Paper-based colorimetric enzyme linked immunosorbent assay fabricated by laser induced forward transfer.

机构信息

Optoelectronics Research Centre, University of Southampton, Highfield, Southampton SO17 1BJ, United Kingdom.

Clinical and Experimental Science, Faculty of Medicine and Institute for Life Sciences, University of Southampton and NIHR Wellcome Trust Clinical Research Facility and Respiratory Biomedical Research Unit, University Hospital Southampton NHS Foundation Trust, Southampton, United Kingdom.

出版信息

Biomicrofluidics. 2014 May 19;8(3):036502. doi: 10.1063/1.4878696. eCollection 2014 May.

DOI:10.1063/1.4878696
PMID:24926392
原文链接:https://pmc.ncbi.nlm.nih.gov/articles/PMC4032417/
Abstract

We report the Laser Induced Forward Transfer (LIFT) of antibodies from a liquid donor film onto paper receivers for application as point-of-care diagnostic sensors. To minimise the loss of functionality of the active biomolecules during transfer, a dynamic release layer was employed to shield the biomaterial from direct exposure to the pulsed laser source.
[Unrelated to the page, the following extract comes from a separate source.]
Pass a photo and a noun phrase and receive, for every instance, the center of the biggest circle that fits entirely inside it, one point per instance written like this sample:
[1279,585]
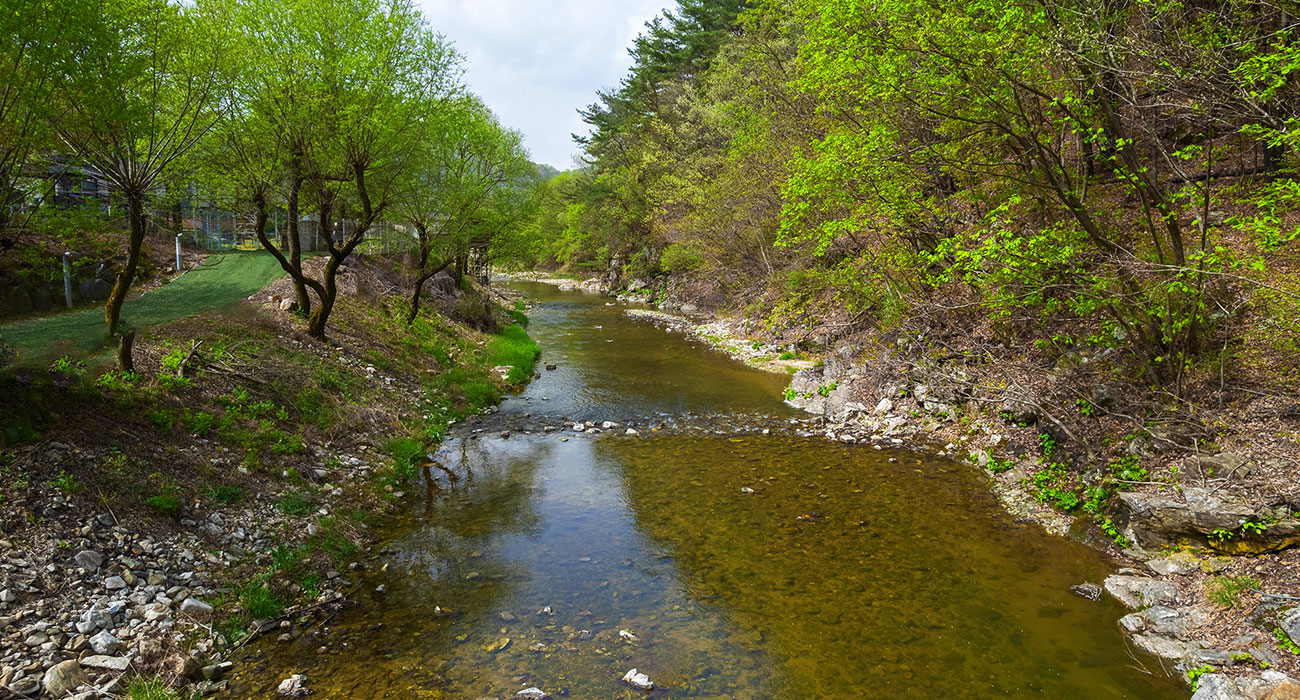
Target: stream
[718,560]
Cellulose paper was chosen as the ideal receiver because of its inherent bio-compatibility, liquid transport properties, wide availability and low cost, all of which make it an efficient and suitable platform for point-of-care diagnostic sensors. Both enzyme-tagged and untagged IgG antibodies were LIFT-printed and their functionality was confirmed via a colorimetric enzyme-linked immunosorbent assay. Localisation of the printed antibodies was exhibited, which can allow the creation of complex 2-d patterns such as QR codes or letters for use in a final working device. Finally, a calibration curve was determined that related the intensity of the colour obtained to the concentration of active antibodies to enable quantitative assessment of the device performance. The motivation for this work was to implement a laser-based procedure for manufacturing low-cost, point-of-care diagnostic devices on paper.

摘要

我们报告了从液体供体薄膜向纸接收器进行激光诱导正向转移(LIFT),以将抗体用作即时诊断传感器。为了在转移过程中最小化活性生物分子的功能损失,采用了动态释放层将生物材料屏蔽在脉冲激光源之外。由于纤维素纸具有固有的生物相容性、液体传输性能、广泛的可用性和低成本,因此它是即时诊断传感器的高效且合适的平台。酶标记和未标记的 IgG 抗体都通过 LIFT 进行打印,并通过比色酶联免疫吸附测定法确认其功能。显示了打印抗体的定位,这可以允许创建复杂的 2D 图案,如 QR 码或字母,用于最终的工作设备。最后,确定了校准曲线,该曲线将获得的颜色强度与活性抗体的浓度相关联,从而能够对设备性能进行定量评估。这项工作的动机是在纸上实施基于激光的低成本即时诊断设备制造程序。